Contraverted questions of management of pregnancy with immune thrombocytopenia
Keywords:immune thrombocytopenia, pregnancy, fetal-neonatal alloimmune thrombocytopenia, gestational thrombocytopenia
Among autoimmune cytopenias during pregnancy, immune thrombocytopenia (ITP) occurs most often. Thrombocytopenia (TP), a decrease in platelet count less than 150x109/l, occurs in 5 to 12% of pregnancies. Immune thrombocytopenia is a diagnosis of exclusion and requires differential diagnosis primarily with gestational TP. Preconception counseling is extremely important in ITP to develop an individual pregnancy management plan. Prediction and calculation of antero-, perinatal and obstetric risks for the fetus and pregnant woman should be performed repeatedly during pregnancy. The choice of the time of initiation of therapy and the type of medication is not clear due to the specificity of the drugs and the possible impact on the fetus. The issue of neonatal severe thrombocytopenia and hemorrhagic complications that may occur at the antenatal stage in some cases is not explained by maternal immune thrombocytopenia, and fetal3neonatal alloimmune thrombocytopenia (FNAT). An unambiguous guide to the prevention and management of cases with FNAT has not been developed at present. We have highlighted current global trends on this issue.
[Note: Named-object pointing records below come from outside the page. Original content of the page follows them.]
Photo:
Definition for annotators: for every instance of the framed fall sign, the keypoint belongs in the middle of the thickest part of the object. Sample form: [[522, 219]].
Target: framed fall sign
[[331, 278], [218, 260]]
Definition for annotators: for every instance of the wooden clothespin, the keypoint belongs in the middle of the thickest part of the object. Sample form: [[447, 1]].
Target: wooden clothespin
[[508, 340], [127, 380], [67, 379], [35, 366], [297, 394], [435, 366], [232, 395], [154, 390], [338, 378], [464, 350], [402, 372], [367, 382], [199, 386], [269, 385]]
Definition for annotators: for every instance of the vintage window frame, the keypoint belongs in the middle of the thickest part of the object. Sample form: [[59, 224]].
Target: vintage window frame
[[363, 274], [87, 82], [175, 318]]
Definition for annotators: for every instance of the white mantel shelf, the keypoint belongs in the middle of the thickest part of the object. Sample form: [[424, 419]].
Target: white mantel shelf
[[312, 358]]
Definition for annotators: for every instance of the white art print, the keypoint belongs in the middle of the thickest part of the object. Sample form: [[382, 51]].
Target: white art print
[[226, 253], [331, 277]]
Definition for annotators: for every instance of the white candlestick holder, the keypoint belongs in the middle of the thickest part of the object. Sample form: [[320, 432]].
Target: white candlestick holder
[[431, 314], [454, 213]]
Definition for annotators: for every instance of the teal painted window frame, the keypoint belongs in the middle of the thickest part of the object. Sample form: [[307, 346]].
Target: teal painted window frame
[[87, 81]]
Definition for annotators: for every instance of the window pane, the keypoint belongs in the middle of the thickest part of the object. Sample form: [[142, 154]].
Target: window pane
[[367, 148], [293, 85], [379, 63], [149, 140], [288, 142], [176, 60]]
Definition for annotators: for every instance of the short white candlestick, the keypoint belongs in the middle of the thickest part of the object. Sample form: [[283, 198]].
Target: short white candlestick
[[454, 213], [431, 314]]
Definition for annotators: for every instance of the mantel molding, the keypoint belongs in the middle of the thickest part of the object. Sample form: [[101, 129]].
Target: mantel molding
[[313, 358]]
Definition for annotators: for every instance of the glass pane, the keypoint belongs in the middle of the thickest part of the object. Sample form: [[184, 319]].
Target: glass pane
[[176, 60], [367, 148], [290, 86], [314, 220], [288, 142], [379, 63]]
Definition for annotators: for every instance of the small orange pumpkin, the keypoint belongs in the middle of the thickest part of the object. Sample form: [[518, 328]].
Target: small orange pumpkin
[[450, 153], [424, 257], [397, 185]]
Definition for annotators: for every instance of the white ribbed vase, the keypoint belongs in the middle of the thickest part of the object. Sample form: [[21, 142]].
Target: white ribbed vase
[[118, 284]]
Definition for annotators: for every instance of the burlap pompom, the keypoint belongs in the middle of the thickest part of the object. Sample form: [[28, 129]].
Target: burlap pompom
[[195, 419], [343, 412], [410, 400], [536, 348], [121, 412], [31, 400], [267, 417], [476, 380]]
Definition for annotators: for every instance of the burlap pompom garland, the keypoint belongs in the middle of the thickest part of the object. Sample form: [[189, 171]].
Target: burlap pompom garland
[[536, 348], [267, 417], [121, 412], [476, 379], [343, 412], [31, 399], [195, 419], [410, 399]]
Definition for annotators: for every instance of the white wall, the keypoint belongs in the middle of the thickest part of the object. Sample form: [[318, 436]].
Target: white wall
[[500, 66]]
Pregnant women with severe TP are a group of high perinatal risk, pregnancy and childbirth should take place in a maternity hospital of III level with the involvement of a multidisciplinary team and an individual plan of pregnancy management, development of delivery and management of postpartum and neonatal periods.
The research was carried out in accordance with the principles of the Helsinki declaration. The study protocol was approved by the Local Ethics Committee of the participating institution. The informed consent of the patient was obtained for conducting the studies.
No conflict of interest was declared by the authors.